On the announcement of the 2018-19 figures for personal health budgets, the Director of Personalised Care at NHS England and Improvement sets out the case for their valued innovation and how they can transform people’s lives.
The NHS is a cherished institution that people, quite rightly, want to see protected so it can continue to deliver the high quality, free at the point of need service we have come to rely on.
Protecting the NHS doesn’t mean however that we should not look for ways to improve the service currently delivered or continue to innovate in patient care. This can sometimes be met with suspicion and opposition – especially within an institution close to everyone’s heart.
Take personal health budgets (PHBs) for example.

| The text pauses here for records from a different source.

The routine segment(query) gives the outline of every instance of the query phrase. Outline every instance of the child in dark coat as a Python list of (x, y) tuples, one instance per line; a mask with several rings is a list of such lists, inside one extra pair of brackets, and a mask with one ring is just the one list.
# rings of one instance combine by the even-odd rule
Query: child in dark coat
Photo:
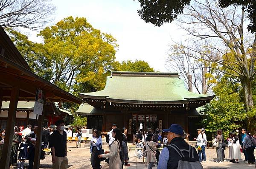
[(28, 156), (28, 147), (29, 146), (29, 144), (26, 143), (28, 137), (27, 135), (25, 137), (23, 141), (20, 143), (19, 148), (20, 149), (20, 153), (18, 157), (18, 160), (19, 160), (19, 161), (18, 163), (17, 169), (23, 169), (25, 160)]

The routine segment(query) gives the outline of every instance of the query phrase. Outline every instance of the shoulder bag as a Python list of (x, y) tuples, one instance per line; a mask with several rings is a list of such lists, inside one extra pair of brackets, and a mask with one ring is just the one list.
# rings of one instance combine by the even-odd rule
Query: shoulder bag
[(149, 146), (148, 145), (148, 141), (146, 142), (147, 143), (147, 144), (148, 144), (148, 147), (149, 147), (149, 148), (150, 149), (151, 149), (151, 150), (152, 150), (152, 151), (153, 152), (154, 152), (154, 153), (155, 154), (155, 155), (156, 155), (156, 153), (154, 151), (154, 150), (153, 149), (152, 149), (151, 148), (151, 147), (150, 147), (150, 146)]
[[(98, 157), (98, 156), (99, 155), (100, 155), (101, 154), (105, 154), (105, 152), (104, 151), (104, 150), (102, 149), (102, 144), (100, 144), (100, 149), (99, 150), (98, 150), (98, 152), (97, 152), (97, 157)], [(103, 161), (106, 160), (106, 158), (99, 158), (99, 160), (100, 161)]]

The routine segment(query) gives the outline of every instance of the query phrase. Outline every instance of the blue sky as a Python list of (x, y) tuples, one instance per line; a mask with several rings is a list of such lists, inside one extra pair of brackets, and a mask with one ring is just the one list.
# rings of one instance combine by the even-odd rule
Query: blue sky
[[(180, 42), (184, 31), (174, 23), (161, 27), (146, 23), (137, 14), (137, 1), (133, 0), (53, 0), (56, 7), (54, 25), (69, 16), (84, 17), (95, 28), (111, 34), (119, 45), (116, 60), (141, 59), (147, 62), (155, 70), (166, 72), (168, 45), (172, 39)], [(29, 38), (39, 41), (38, 32), (30, 32)]]

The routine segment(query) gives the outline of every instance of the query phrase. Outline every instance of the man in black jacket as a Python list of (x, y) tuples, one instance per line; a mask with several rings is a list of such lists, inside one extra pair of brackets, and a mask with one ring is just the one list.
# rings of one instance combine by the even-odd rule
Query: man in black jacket
[[(163, 131), (168, 132), (167, 138), (169, 144), (174, 144), (179, 149), (182, 150), (193, 149), (194, 160), (199, 161), (198, 155), (195, 148), (188, 144), (182, 138), (183, 129), (178, 124), (172, 124), (169, 129), (163, 129)], [(188, 152), (184, 151), (182, 152), (182, 153), (185, 157), (189, 157)], [(178, 166), (178, 161), (181, 158), (181, 157), (174, 149), (164, 147), (160, 154), (157, 169), (176, 169)]]
[(50, 132), (48, 130), (48, 127), (44, 127), (44, 129), (42, 132), (42, 135), (43, 136), (42, 141), (44, 142), (44, 148), (46, 149), (48, 145), (50, 135)]

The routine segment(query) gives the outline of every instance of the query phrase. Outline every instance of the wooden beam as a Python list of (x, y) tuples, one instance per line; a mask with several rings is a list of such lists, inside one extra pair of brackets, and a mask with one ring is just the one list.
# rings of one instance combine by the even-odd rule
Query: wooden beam
[(2, 110), (2, 103), (3, 103), (3, 89), (2, 89), (1, 88), (0, 88), (0, 116), (1, 116), (1, 110)]
[(7, 117), (7, 123), (6, 129), (6, 135), (4, 138), (2, 154), (0, 163), (0, 168), (9, 169), (10, 157), (11, 156), (11, 147), (13, 137), (13, 129), (16, 118), (18, 98), (20, 89), (17, 87), (12, 87), (11, 96), (11, 101), (9, 106), (9, 111)]
[(40, 155), (41, 153), (41, 149), (42, 147), (42, 131), (43, 130), (43, 125), (44, 125), (44, 114), (45, 112), (45, 101), (44, 103), (44, 107), (43, 108), (43, 113), (42, 115), (39, 116), (38, 122), (38, 129), (36, 133), (36, 142), (35, 145), (35, 160), (34, 161), (34, 165), (33, 169), (38, 169), (39, 168), (40, 165)]

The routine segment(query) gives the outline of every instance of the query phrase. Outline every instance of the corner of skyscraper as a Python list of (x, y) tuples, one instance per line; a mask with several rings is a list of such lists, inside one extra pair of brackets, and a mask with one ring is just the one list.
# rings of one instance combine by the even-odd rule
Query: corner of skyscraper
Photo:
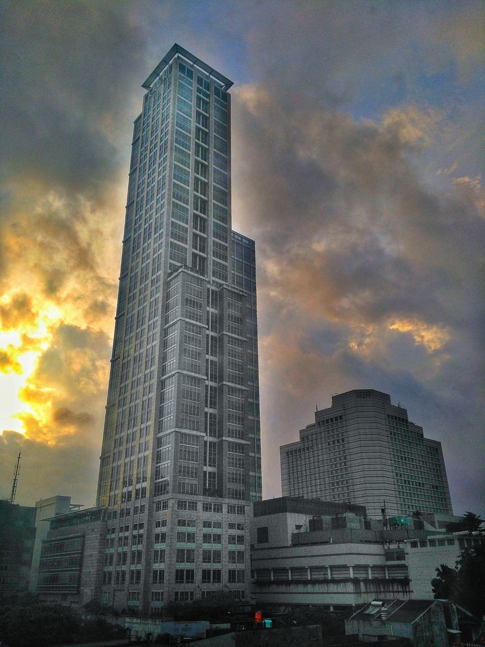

The concept of providing people with choice and control over their own lives comes from a long history of independent living and disability rights campaigning. In the 1970s disabled people quite rightly called for there to be ‘nothing about us without us’.

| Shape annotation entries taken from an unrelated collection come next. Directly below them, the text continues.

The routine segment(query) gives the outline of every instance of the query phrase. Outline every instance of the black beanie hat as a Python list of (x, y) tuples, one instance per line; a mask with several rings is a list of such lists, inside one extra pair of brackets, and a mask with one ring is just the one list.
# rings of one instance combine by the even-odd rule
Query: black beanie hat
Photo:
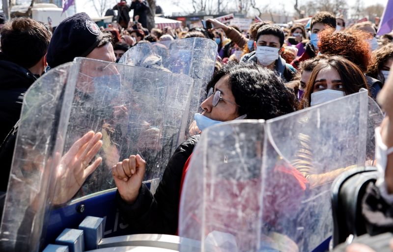
[(55, 30), (49, 44), (48, 64), (54, 68), (72, 61), (75, 57), (85, 57), (102, 37), (98, 25), (84, 12), (64, 19)]

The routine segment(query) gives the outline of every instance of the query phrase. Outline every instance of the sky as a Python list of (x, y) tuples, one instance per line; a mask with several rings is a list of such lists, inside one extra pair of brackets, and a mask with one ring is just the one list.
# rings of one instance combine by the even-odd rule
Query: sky
[[(98, 2), (99, 0), (76, 0), (77, 11), (82, 12), (84, 11), (86, 12), (89, 16), (91, 17), (97, 17), (98, 15), (97, 12), (95, 11), (94, 7), (93, 7), (91, 2), (93, 0), (95, 0)], [(294, 10), (293, 9), (293, 4), (294, 0), (282, 0), (284, 3), (285, 11), (287, 12), (291, 13), (293, 12)], [(384, 6), (386, 6), (388, 2), (388, 0), (361, 0), (364, 3), (365, 6), (376, 4), (381, 3)], [(113, 2), (115, 3), (117, 1), (115, 0), (107, 0), (109, 3)], [(131, 2), (131, 0), (127, 0), (129, 4)], [(177, 1), (180, 2), (180, 1)], [(299, 0), (299, 4), (301, 5), (302, 0)], [(270, 1), (270, 0), (256, 0), (256, 2), (257, 3), (260, 2), (260, 5), (264, 5), (266, 2), (270, 2), (272, 8), (280, 10), (282, 8), (282, 5), (281, 3), (282, 1)], [(347, 6), (350, 7), (354, 6), (356, 2), (356, 0), (347, 0), (346, 1)], [(181, 5), (183, 9), (189, 10), (190, 12), (192, 12), (193, 8), (191, 3), (191, 0), (181, 0)], [(182, 12), (184, 10), (178, 6), (173, 4), (172, 0), (156, 0), (156, 4), (159, 5), (163, 8), (165, 16), (171, 16), (172, 13), (173, 12)], [(108, 4), (109, 6), (114, 5), (113, 3)]]

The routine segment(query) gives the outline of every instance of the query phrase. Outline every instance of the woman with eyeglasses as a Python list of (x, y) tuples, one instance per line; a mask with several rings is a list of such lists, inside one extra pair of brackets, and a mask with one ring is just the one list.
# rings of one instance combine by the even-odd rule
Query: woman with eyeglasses
[[(203, 111), (195, 117), (202, 132), (223, 122), (268, 120), (295, 110), (296, 99), (281, 79), (255, 64), (227, 64), (214, 75), (206, 91)], [(199, 135), (193, 136), (177, 148), (154, 196), (142, 184), (145, 162), (140, 156), (131, 155), (113, 167), (118, 207), (135, 233), (176, 233), (182, 179), (199, 139)]]

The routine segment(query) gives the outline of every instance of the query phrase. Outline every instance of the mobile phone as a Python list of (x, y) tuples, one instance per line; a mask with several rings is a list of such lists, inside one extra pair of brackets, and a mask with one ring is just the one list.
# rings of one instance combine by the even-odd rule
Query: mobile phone
[(204, 29), (209, 29), (213, 28), (213, 25), (209, 21), (202, 19), (200, 22), (202, 22), (202, 25), (203, 26)]

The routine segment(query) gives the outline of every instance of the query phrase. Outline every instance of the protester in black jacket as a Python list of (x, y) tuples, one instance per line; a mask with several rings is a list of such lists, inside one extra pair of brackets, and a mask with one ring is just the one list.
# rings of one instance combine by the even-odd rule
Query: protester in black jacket
[[(149, 8), (149, 4), (145, 0), (133, 0), (130, 7), (130, 9), (134, 10), (134, 20), (141, 24), (142, 26), (145, 28), (147, 27), (146, 12)], [(139, 16), (139, 19), (135, 18), (137, 16)]]
[(130, 6), (127, 5), (125, 0), (121, 0), (113, 7), (113, 9), (117, 11), (117, 16), (116, 17), (116, 21), (124, 29), (127, 29), (128, 26), (128, 22), (130, 22), (130, 15), (128, 13), (131, 10)]
[(28, 89), (45, 71), (52, 33), (35, 20), (20, 18), (6, 24), (1, 35), (0, 145), (19, 119)]
[[(226, 65), (215, 74), (207, 90), (208, 97), (201, 104), (203, 112), (195, 116), (202, 131), (219, 121), (267, 120), (295, 110), (295, 98), (281, 79), (255, 64)], [(141, 185), (145, 162), (140, 156), (131, 155), (113, 166), (118, 206), (134, 232), (176, 233), (183, 169), (198, 139), (199, 135), (192, 137), (178, 147), (154, 196)]]

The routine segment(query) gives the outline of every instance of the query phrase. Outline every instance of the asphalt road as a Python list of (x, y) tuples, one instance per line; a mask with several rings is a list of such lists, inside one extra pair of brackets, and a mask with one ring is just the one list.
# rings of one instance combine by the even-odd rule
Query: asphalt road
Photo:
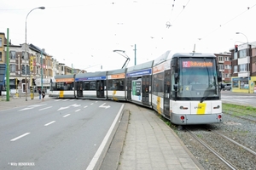
[(111, 101), (51, 99), (1, 110), (0, 169), (93, 168), (122, 107)]
[(223, 103), (256, 107), (256, 94), (233, 93), (230, 91), (221, 92)]

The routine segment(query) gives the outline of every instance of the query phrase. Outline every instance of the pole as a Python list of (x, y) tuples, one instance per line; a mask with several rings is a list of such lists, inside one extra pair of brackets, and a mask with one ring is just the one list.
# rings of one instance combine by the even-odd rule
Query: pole
[(244, 37), (246, 37), (247, 41), (247, 56), (249, 57), (249, 62), (248, 62), (248, 94), (250, 94), (250, 83), (249, 83), (249, 82), (250, 82), (250, 72), (251, 72), (250, 71), (251, 57), (249, 55), (249, 47), (248, 47), (249, 42), (248, 42), (247, 37), (245, 34), (243, 34), (241, 32), (236, 32), (236, 34), (242, 34)]
[(9, 28), (7, 29), (6, 49), (6, 101), (9, 101)]
[(41, 93), (42, 91), (43, 91), (43, 49), (41, 49)]
[(34, 9), (37, 9), (37, 8), (40, 8), (40, 9), (44, 9), (45, 8), (44, 7), (38, 7), (38, 8), (32, 8), (32, 10), (29, 11), (29, 13), (26, 14), (26, 23), (25, 23), (25, 57), (26, 57), (26, 101), (27, 101), (27, 81), (26, 81), (26, 61), (27, 61), (27, 59), (28, 59), (28, 56), (27, 56), (27, 54), (26, 54), (26, 20), (27, 20), (27, 17), (29, 15), (29, 14), (31, 12), (32, 12)]
[(134, 65), (136, 65), (136, 44), (134, 44)]

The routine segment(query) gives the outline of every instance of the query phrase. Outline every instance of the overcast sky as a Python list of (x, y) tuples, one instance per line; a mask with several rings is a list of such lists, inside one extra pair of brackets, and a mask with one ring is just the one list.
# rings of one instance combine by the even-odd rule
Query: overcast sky
[[(60, 62), (89, 71), (134, 65), (166, 50), (229, 52), (256, 41), (255, 0), (0, 0), (0, 32), (15, 45), (26, 42)], [(167, 28), (166, 24), (171, 25)], [(236, 32), (242, 34), (236, 34)]]

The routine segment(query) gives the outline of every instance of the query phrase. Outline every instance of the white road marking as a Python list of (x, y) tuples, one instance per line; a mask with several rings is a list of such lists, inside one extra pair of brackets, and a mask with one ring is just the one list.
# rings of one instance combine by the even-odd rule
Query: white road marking
[(43, 108), (43, 109), (39, 109), (38, 110), (41, 111), (43, 110), (46, 110), (46, 109), (49, 109), (49, 108), (51, 108), (52, 106), (49, 106), (49, 107), (45, 107), (45, 108)]
[(104, 139), (102, 140), (102, 142), (100, 147), (98, 148), (96, 153), (94, 155), (94, 156), (93, 156), (92, 160), (90, 161), (89, 166), (87, 167), (86, 170), (93, 170), (94, 169), (94, 167), (95, 167), (96, 162), (98, 162), (98, 159), (100, 158), (100, 156), (101, 156), (101, 154), (102, 154), (102, 150), (103, 150), (103, 149), (104, 149), (104, 147), (105, 147), (105, 145), (108, 142), (108, 139), (109, 138), (113, 129), (114, 128), (114, 126), (115, 126), (116, 122), (118, 122), (118, 119), (119, 119), (119, 116), (120, 116), (120, 114), (123, 110), (124, 105), (122, 105), (121, 108), (119, 109), (119, 113), (115, 116), (113, 123), (111, 124), (110, 128), (108, 129), (106, 136), (104, 137)]
[(26, 110), (30, 110), (30, 109), (32, 109), (32, 107), (26, 107), (24, 109), (20, 109), (20, 110), (19, 110), (19, 111)]
[(20, 135), (20, 136), (18, 136), (17, 138), (15, 138), (15, 139), (11, 139), (10, 141), (15, 141), (15, 140), (17, 140), (17, 139), (20, 139), (20, 138), (23, 138), (24, 136), (26, 136), (26, 135), (28, 135), (28, 134), (30, 134), (30, 133), (24, 133), (24, 134), (22, 134), (22, 135)]
[(67, 117), (67, 116), (70, 116), (70, 114), (65, 115), (65, 116), (63, 116), (63, 117)]
[(52, 123), (54, 123), (54, 122), (55, 122), (55, 121), (52, 121), (52, 122), (49, 122), (49, 123), (46, 123), (46, 124), (44, 125), (44, 127), (47, 127), (47, 126), (49, 126), (49, 125), (50, 125), (50, 124), (52, 124)]

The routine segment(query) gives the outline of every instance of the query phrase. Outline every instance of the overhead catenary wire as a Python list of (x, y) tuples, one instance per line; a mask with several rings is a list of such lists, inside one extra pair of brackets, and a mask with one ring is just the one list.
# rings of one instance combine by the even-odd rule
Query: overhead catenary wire
[(232, 20), (234, 20), (235, 19), (238, 18), (239, 16), (242, 15), (243, 14), (247, 13), (249, 9), (253, 8), (253, 7), (255, 7), (256, 4), (251, 6), (251, 7), (247, 7), (246, 10), (244, 10), (243, 12), (240, 13), (239, 14), (236, 15), (234, 18), (229, 20), (228, 21), (224, 22), (224, 24), (220, 24), (218, 27), (216, 27), (214, 30), (212, 30), (212, 31), (210, 31), (209, 33), (207, 33), (206, 36), (202, 37), (201, 38), (200, 38), (197, 42), (202, 39), (206, 39), (206, 37), (207, 37), (208, 36), (212, 35), (212, 33), (214, 33), (215, 31), (217, 31), (218, 29), (224, 27), (225, 25), (227, 25), (228, 23), (231, 22)]

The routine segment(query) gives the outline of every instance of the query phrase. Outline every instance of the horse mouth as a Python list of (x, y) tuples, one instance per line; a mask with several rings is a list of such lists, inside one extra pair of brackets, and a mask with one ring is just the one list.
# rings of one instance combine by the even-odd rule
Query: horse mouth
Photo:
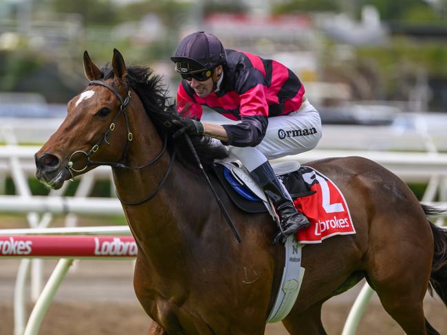
[[(53, 174), (51, 174), (52, 175)], [(52, 178), (45, 172), (42, 173), (39, 170), (36, 172), (36, 178), (37, 178), (39, 181), (52, 189), (59, 189), (62, 187), (64, 182), (70, 179), (72, 176), (70, 171), (67, 168), (61, 169)]]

People experiencing home-based care were often subject to impersonal care through private agencies, without any choice on the basics of life – such as what time to go to bed or get up in the morning.
Care planning was limited to a medical model assessment with questions such as how often and at what time they needed the toilet. I don’t know about you, but I usually go to the toilet at different times and when I need to – it tends to depend on how much liquid I have consumed.

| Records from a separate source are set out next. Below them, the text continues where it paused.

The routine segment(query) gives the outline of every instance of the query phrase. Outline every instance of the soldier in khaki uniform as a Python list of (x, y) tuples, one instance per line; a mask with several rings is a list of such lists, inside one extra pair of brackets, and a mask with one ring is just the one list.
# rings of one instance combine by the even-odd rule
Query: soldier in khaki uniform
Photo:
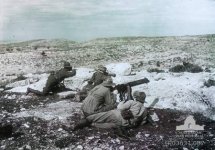
[(122, 101), (117, 109), (87, 116), (74, 127), (74, 130), (86, 126), (113, 128), (118, 130), (119, 136), (128, 137), (124, 130), (125, 127), (137, 127), (144, 124), (147, 119), (147, 109), (144, 107), (145, 93), (135, 91), (133, 96), (135, 100)]
[(110, 78), (111, 76), (115, 77), (116, 74), (110, 74), (107, 72), (107, 68), (99, 65), (97, 71), (93, 74), (91, 79), (88, 81), (88, 84), (82, 88), (77, 94), (76, 99), (77, 101), (83, 101), (87, 95), (89, 94), (89, 91), (92, 90), (95, 86), (101, 84), (106, 79)]
[[(117, 109), (108, 112), (93, 114), (86, 119), (98, 128), (135, 127), (146, 121), (146, 108), (144, 107), (145, 93), (135, 91), (134, 100), (122, 101)], [(130, 111), (131, 114), (124, 114), (123, 111)], [(129, 116), (130, 115), (130, 116)], [(141, 118), (141, 122), (140, 121)]]
[(107, 68), (99, 65), (97, 71), (93, 74), (92, 78), (90, 79), (89, 83), (93, 84), (93, 86), (97, 86), (105, 81), (107, 78), (111, 76), (115, 77), (115, 74), (109, 74), (107, 72)]
[(82, 111), (85, 116), (112, 110), (116, 107), (116, 102), (111, 97), (114, 85), (113, 80), (108, 78), (89, 92), (82, 105)]
[[(71, 71), (71, 72), (70, 72)], [(34, 90), (31, 88), (27, 89), (26, 95), (29, 93), (35, 93), (37, 95), (47, 95), (49, 92), (56, 89), (59, 84), (68, 77), (72, 77), (76, 75), (76, 70), (72, 70), (72, 66), (70, 66), (69, 62), (64, 62), (64, 68), (60, 69), (56, 73), (51, 73), (47, 79), (46, 85), (43, 88), (43, 91), (40, 92), (38, 90)]]

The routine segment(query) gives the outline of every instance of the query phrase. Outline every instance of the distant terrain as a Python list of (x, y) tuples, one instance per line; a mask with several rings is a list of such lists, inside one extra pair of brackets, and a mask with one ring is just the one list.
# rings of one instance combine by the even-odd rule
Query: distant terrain
[[(4, 129), (0, 130), (0, 149), (215, 148), (215, 35), (99, 38), (86, 42), (38, 39), (0, 44), (0, 61), (0, 129)], [(77, 68), (76, 76), (64, 82), (71, 89), (81, 88), (99, 64), (115, 66), (112, 71), (116, 84), (148, 78), (149, 83), (132, 90), (146, 93), (146, 107), (159, 99), (154, 113), (157, 126), (146, 124), (132, 129), (129, 140), (118, 137), (114, 130), (71, 131), (82, 117), (82, 103), (67, 97), (70, 93), (25, 95), (27, 87), (42, 90), (49, 72), (60, 69), (63, 61)], [(171, 72), (170, 68), (180, 68), (183, 62), (202, 69), (196, 73)], [(129, 73), (122, 74), (123, 70)], [(193, 115), (205, 130), (197, 137), (180, 138), (176, 126), (182, 125), (188, 115)]]
[[(42, 51), (47, 56), (42, 56)], [(74, 67), (130, 62), (149, 68), (169, 68), (182, 61), (205, 67), (215, 64), (215, 35), (182, 37), (99, 38), (86, 42), (62, 39), (0, 44), (0, 76), (55, 70), (62, 61)]]

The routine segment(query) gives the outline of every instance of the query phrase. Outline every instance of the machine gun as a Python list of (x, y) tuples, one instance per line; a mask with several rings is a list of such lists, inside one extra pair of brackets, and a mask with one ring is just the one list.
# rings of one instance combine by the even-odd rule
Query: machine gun
[[(115, 86), (114, 90), (118, 91), (120, 101), (133, 100), (133, 97), (131, 94), (132, 93), (131, 87), (144, 84), (144, 83), (149, 83), (149, 80), (147, 78), (143, 78), (143, 79), (131, 81), (124, 84), (118, 84)], [(126, 93), (127, 93), (127, 97), (126, 97)]]

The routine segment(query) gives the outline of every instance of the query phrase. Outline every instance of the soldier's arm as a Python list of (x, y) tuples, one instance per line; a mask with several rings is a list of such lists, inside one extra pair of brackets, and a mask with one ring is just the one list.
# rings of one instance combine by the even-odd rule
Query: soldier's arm
[(119, 105), (117, 106), (117, 109), (120, 109), (120, 110), (130, 109), (132, 102), (133, 101), (131, 101), (131, 100), (126, 101), (126, 102), (124, 102), (124, 101), (120, 102)]
[(93, 73), (92, 78), (90, 79), (90, 82), (94, 83), (95, 82), (95, 78), (96, 78), (96, 72)]
[(73, 77), (76, 75), (76, 69), (72, 69), (72, 71), (66, 73), (66, 78)]
[(106, 104), (115, 104), (115, 100), (111, 98), (110, 91), (105, 92), (105, 103)]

Whilst there are still too many examples of a lack of personalised care being provided, the position is thankfully greatly improved from those early days of the movement.
The solution was the introduction of more personalised care and support planning, focussing on a social model of disability and asking people what mattered to them. The concept of personal budgets – where people could employ their own Personal Assistants (carers) to determine how and when they were supported was first pioneered in 1988 by the Independent Living Fund (ILF).
These exceeded initial expectations, and in 1993 a more formal ILF/Local Authorities relationship was introduced to extend support for people with the most complex needs. The Direct Payments Act in 1997 allowed councils to make cash payments to individuals for the first time, rather than simply delivering services.
Following its successful implementation in adult social care, the NHS responded by piloting PHBs in 2009.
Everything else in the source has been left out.